Reports on Soldier's Capture Are Partly Discounted by Paper
June 18, 2003
The New York Times

By DAVID D. KIRKPATRICK

The Washington Post, which in early April was the first news organizaton to publish reports that Pfc. Jessica D. Lynch heroically resisted her Iraqi captors, yesterday published a lengthy investigation discrediting some of those initial reports, including its exclusive report that she fired back at her attackers.

The account, published on April 3 under the headline "She Was Fighting to the Death; Details Emerging of W.Va. Soldier's Capture and Rescue," was widely repeated in other news reports, and helped make her story an inspirational touchstone for American support for the war. But subsequent reports by The Post and other news organizations have cast doubt on several aspects of the initial portrayals of her story, raising questions about whether the United States military manipulated the episode for propaganda purposes and about whether American news organizations were seduced by a gripping, patriotic tale.

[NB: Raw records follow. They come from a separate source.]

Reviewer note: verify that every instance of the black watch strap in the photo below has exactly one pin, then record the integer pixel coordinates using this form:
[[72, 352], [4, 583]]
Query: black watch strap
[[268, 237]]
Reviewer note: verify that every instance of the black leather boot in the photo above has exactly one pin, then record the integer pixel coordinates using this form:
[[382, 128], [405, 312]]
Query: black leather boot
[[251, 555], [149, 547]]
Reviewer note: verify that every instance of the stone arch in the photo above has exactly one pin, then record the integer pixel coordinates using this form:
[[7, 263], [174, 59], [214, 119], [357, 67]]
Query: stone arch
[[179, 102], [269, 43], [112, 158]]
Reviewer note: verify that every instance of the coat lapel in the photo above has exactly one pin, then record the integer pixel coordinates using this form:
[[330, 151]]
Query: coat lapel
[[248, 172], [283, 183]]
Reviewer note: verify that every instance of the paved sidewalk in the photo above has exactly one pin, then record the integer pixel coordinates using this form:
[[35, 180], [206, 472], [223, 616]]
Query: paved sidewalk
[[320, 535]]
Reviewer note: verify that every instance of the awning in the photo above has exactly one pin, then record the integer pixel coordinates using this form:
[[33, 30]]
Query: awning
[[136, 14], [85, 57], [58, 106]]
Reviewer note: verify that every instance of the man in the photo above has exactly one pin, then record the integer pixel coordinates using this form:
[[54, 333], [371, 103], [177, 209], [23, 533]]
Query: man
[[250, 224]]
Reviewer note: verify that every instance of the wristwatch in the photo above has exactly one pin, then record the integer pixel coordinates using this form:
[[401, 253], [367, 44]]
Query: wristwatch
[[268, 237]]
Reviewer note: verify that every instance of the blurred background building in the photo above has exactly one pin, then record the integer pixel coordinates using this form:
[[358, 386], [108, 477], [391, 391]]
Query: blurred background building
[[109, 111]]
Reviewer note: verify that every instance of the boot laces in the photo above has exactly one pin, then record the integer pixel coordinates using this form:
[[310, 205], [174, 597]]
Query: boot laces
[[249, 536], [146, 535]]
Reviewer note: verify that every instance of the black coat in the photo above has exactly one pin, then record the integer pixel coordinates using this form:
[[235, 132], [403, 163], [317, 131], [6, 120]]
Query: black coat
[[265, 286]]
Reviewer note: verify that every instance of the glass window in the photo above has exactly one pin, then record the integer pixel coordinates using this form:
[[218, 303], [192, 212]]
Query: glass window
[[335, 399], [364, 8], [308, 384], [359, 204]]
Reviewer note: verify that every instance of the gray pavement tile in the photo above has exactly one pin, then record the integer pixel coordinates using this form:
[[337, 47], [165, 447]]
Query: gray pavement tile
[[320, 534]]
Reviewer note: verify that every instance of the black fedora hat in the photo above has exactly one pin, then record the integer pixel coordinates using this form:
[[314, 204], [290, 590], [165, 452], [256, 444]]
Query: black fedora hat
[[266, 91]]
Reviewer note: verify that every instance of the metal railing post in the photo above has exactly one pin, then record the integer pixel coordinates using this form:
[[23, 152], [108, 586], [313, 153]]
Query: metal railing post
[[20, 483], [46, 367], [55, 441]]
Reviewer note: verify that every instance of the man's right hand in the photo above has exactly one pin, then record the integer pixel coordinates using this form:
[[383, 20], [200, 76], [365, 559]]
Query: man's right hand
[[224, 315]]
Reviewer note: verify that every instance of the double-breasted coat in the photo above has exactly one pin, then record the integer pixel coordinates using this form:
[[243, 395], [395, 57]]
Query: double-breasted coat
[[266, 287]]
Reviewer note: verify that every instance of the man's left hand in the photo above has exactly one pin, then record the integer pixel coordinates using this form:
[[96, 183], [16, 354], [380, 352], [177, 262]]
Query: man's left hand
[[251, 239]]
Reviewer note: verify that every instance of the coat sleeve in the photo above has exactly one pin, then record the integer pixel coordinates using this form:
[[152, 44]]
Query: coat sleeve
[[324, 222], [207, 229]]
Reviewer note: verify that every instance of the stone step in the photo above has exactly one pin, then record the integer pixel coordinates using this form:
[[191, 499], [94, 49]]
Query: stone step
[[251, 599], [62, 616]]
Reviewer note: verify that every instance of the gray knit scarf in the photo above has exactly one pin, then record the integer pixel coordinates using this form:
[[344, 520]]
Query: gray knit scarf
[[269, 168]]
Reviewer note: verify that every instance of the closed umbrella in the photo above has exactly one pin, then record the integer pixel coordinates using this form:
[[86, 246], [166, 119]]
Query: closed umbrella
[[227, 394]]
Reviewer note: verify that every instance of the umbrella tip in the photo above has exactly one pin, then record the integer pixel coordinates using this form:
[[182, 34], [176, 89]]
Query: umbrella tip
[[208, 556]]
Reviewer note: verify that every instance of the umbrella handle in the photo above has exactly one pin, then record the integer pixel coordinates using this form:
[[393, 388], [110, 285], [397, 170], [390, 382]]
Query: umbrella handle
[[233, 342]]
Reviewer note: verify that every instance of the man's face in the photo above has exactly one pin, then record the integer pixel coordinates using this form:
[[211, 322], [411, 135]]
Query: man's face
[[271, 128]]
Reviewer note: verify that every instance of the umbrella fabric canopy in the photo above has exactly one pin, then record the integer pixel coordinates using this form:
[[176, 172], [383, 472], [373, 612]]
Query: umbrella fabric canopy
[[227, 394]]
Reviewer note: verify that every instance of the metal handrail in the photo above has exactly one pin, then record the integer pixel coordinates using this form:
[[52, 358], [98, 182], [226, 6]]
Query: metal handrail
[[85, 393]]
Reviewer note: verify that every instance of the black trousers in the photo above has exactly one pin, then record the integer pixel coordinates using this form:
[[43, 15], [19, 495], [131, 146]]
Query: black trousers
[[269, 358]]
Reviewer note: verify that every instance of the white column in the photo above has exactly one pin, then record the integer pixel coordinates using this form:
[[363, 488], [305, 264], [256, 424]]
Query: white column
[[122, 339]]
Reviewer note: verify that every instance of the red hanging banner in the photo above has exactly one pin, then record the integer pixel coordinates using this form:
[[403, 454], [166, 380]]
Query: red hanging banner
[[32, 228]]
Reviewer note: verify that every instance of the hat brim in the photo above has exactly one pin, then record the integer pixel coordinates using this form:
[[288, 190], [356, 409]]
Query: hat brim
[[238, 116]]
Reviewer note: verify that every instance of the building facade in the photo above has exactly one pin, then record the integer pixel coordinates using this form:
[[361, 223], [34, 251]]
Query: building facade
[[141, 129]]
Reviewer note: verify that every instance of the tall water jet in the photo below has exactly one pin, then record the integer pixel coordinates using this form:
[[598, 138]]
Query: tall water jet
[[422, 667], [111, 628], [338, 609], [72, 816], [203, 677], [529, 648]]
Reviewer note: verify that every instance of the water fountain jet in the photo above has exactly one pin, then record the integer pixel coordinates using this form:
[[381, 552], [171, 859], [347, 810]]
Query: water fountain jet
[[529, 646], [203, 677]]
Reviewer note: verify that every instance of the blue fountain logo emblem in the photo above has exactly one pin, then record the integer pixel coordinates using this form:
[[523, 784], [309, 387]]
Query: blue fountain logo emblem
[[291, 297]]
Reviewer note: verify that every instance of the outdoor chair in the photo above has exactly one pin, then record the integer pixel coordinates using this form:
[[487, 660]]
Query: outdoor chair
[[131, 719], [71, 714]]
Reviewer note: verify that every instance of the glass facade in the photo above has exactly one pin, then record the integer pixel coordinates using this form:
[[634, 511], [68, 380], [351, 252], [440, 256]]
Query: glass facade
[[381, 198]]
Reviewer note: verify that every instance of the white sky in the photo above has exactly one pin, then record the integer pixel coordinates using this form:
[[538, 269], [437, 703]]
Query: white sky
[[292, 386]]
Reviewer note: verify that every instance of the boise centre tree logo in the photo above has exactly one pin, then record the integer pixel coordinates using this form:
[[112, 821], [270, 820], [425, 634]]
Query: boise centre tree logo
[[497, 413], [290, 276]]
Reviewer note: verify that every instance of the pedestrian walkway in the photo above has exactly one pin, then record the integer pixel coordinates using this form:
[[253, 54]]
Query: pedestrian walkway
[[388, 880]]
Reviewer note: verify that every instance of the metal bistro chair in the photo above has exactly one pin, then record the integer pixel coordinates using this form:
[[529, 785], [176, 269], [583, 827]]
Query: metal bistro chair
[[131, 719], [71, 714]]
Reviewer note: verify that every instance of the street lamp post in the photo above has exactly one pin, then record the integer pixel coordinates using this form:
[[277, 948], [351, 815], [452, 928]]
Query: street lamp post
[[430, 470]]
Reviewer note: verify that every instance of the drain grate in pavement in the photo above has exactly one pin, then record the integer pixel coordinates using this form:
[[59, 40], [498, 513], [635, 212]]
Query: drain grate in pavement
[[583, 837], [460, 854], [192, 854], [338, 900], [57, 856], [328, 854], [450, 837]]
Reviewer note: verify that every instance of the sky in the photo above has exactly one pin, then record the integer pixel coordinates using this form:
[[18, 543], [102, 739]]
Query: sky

Yesterday's front-page article in The Post found that "Lynch's story is far more complex and different than those initial reports. Much of the story remains shrouded in mystery, in large part because of official Army secrecy, concerns for Lynch's privacy and her limited memory."

"Lynch tried to fire her weapon," the article said later, "but it jammed, according to military officials familiar with the Army investigation. She did not kill any Iraqis. She was neither shot nor stabbed, they said."

Steve Coll, managing editor of The Post, said in a telephone interview yesterday that the paper was still pleased with its article on April 3, saying it was good reporting done within days of her rescue. He noted that, among other things, the article in The Post yesterday provided some details of the flow of early intelligence reports that matched the paper's earlier account, which was written by two Washington reporters, Susan Schmidt and Vernon Loeb, and which relied on unnamed government officials. "I think the story today makes clear that there was a reportorial basis for the earlier story," he said.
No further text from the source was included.